When I look up to the skies, I think about how I lost you to the planets. Across the stars that sprinkle down onto Manhattan there is not a moment when I’m not searching for your smile. Yes! It’s finally happened madam, I’ve made it to here. New York’s worked out for me, and it’s still a dream spiraling out before my eyes– and no one’s stopping to contain it. This is all I wanted, but no matter how grand this city grows it will never get me to you.
To think that in those years you were already an unreachable girl. Admitting to it now, no one back home thought you would make the cut. There was only one certainty and that was in your heart, armed with a fairy tale. The myth of Atargatis was your favorite because she founded mermaids. Your reason for going was to find out where else in this universe might be a chance to start anew. We both were aware that what we were seeing from our hills in Oakland, beyond downtown’s skyline, was also fixed in the minds of the 78,000 others across Earth– like you, all discarding this world as a wasteland.

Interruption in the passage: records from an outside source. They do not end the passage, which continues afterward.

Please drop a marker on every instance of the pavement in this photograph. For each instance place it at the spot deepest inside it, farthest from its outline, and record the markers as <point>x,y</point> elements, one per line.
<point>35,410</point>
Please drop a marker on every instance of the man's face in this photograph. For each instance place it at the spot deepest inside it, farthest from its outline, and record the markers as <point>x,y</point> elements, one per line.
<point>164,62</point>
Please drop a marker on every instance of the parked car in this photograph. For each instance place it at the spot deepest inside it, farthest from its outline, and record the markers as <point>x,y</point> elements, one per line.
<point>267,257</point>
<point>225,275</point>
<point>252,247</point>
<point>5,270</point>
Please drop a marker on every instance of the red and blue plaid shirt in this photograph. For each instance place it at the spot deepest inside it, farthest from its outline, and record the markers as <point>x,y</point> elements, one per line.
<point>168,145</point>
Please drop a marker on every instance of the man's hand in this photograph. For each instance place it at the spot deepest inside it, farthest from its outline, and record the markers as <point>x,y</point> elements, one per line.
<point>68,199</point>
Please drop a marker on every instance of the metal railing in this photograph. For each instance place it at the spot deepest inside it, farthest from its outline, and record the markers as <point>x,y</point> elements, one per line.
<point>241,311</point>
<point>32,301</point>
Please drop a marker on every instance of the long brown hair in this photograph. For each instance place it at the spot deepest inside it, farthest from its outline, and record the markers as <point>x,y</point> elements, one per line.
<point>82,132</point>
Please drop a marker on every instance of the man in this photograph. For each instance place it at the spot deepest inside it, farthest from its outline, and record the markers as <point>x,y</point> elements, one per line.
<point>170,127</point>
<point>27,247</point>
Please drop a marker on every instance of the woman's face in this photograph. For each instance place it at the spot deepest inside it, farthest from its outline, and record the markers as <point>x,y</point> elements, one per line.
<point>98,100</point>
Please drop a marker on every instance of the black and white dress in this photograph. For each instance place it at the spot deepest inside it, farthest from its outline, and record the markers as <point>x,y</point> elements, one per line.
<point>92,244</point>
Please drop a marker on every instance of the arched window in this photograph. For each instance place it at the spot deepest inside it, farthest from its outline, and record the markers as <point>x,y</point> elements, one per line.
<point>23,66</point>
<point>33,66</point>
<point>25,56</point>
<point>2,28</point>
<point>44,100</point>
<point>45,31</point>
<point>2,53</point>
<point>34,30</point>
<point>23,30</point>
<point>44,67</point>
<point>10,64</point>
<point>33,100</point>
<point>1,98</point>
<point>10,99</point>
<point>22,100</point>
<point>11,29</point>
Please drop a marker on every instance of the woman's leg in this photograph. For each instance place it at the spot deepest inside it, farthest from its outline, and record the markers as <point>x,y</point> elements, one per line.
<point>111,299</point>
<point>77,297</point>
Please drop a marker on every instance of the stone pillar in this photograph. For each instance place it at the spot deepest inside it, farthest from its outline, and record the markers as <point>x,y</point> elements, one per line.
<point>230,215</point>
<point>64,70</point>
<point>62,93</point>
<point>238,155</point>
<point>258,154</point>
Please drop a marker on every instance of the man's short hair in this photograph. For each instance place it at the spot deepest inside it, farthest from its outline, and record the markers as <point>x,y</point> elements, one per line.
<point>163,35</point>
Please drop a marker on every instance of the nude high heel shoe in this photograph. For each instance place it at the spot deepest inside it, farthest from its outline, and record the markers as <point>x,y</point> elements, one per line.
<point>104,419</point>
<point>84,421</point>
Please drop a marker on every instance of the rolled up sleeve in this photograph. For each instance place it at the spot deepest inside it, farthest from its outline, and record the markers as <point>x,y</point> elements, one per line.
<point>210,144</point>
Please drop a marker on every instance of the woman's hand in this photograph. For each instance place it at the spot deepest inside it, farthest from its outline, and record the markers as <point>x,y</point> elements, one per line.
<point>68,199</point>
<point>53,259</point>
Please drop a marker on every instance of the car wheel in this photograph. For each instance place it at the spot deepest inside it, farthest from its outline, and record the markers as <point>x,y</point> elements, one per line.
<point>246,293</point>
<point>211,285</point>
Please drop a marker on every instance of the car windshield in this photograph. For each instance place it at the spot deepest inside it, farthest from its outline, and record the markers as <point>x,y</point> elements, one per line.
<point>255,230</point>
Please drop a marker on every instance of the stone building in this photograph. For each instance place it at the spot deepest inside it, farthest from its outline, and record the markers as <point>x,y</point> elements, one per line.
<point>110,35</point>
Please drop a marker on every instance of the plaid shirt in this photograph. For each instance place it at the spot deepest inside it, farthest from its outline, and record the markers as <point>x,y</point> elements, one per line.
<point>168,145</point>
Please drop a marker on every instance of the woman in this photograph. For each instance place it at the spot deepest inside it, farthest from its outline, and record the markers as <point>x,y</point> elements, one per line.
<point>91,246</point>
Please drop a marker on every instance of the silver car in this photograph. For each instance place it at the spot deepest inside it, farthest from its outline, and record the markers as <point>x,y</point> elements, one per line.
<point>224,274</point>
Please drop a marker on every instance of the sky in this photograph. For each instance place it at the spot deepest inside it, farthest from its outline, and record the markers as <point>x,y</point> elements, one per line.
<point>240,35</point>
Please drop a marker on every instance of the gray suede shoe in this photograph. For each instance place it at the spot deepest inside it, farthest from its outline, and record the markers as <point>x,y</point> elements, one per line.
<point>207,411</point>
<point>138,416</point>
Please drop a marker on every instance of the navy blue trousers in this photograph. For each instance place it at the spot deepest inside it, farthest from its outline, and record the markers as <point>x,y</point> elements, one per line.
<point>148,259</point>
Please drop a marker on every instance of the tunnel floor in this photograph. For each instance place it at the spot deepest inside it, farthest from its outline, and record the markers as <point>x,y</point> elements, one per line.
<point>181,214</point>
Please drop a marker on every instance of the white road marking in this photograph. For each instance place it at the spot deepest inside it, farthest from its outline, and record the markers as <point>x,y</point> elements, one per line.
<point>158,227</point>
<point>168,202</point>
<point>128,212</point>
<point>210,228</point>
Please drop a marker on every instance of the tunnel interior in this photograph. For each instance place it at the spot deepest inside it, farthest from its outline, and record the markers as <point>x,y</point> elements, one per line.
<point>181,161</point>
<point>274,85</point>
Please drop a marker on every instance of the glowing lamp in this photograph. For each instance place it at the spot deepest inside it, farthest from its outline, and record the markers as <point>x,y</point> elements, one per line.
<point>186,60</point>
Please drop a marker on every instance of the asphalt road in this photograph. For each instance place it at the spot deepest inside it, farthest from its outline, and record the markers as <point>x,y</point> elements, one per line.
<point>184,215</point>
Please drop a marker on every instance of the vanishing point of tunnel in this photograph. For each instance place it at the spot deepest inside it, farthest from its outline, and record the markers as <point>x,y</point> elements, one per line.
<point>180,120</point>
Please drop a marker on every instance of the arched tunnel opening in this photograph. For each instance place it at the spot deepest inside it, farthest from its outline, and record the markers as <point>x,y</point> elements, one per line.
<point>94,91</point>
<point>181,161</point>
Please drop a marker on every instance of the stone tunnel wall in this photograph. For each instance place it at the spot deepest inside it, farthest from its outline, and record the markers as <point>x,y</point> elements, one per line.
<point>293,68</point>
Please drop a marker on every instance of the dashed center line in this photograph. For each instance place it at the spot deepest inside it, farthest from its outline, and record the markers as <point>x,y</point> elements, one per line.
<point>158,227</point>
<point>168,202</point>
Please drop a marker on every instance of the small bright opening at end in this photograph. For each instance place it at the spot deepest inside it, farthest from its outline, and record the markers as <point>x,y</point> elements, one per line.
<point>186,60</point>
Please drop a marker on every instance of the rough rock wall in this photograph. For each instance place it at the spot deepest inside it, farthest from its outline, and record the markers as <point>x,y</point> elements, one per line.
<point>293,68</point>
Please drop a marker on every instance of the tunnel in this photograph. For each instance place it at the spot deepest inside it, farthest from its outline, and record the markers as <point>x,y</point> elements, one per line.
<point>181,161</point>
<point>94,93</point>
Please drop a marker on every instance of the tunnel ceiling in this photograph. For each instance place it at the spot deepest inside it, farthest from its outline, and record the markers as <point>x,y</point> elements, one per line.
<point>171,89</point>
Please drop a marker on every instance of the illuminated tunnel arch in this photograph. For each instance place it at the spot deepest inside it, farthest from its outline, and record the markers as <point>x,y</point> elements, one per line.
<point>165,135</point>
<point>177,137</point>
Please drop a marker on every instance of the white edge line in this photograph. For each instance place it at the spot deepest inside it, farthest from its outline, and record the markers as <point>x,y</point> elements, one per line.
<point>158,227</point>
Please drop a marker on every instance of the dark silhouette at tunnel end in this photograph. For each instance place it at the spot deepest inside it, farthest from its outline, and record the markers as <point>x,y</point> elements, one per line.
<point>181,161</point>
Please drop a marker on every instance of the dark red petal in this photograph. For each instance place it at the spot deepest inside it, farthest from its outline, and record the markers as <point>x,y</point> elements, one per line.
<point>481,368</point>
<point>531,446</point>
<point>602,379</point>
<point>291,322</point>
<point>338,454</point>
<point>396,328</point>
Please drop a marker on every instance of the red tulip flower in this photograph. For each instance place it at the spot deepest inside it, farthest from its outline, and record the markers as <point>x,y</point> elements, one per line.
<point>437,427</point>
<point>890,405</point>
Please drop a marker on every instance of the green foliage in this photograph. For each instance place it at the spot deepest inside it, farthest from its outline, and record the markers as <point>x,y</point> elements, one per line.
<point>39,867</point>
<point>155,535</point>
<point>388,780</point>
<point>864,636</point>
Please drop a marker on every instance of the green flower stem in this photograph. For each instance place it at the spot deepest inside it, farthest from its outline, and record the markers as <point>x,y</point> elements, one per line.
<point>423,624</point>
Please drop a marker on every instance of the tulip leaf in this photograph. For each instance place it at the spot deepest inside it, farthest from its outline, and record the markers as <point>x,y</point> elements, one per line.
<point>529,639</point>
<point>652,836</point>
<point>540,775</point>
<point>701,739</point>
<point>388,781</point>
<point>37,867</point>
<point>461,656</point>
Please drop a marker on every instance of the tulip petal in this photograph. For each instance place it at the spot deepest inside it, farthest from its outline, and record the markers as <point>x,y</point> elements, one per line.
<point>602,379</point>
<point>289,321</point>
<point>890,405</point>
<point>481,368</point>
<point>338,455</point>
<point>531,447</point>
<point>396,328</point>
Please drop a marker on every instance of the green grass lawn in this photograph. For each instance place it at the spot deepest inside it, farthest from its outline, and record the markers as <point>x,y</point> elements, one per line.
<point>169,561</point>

Every few months they narrowed their lists until those beautiful words for ROSE JANE M. arrived in the mail, gilded gold letters. Of course they would love you. Anyone would kill to carry your innocence across moons. In that moment you were called away to begin anew on the Red Planet our nights changed. Stars shone brighter for you– I saw blackness.
78,000– then out of the blackness– 100. You were number 9 of the remaining 10. They cut people every day and each time that blackness descended onto the wasteland that kept us together because you stopped coming to the hills with me.
Your family hosted your farewell party to time it with the CBS special where they interviewed you with the other 4 Americans who got selected. A bio-medic researcher from Milwaukee, and a geologist from Orlando were among your elite. Though none of those things, it was clear that watching you on TV you belonged there.
I apologize to you now rose for my lingering bitterness. None of it will ever truly go away since we lost you here on Earth. I’m sorry too that it got the better of me, fighting with you on that long drive through Coachella desert when we went to see your brother out in Blythe. I wasn’t thinking about how those last hours in the dark, after midnight, would be your last time to really feel the Earth beneath us, beneath the stars that would steal you away to a Heaven no one here can understand. You don’t deserve my anger. My burdens. Tethered to my own fears and I try and still wish sometimes that I can still pull you down into my silent drowning.
Those are my best moments here in the city with ever-flickering lights, trying to shine new paths in this dog-gone place crumbling on its own fresh paved roads over the old. It’s that sea we swim in farther and farther thinking something strange and beautiful is out there when it’s been us the strange ones all along.
It isn’t really a loss now that I search fr you up there. All still black, but a faint starburst now that only you and I can see.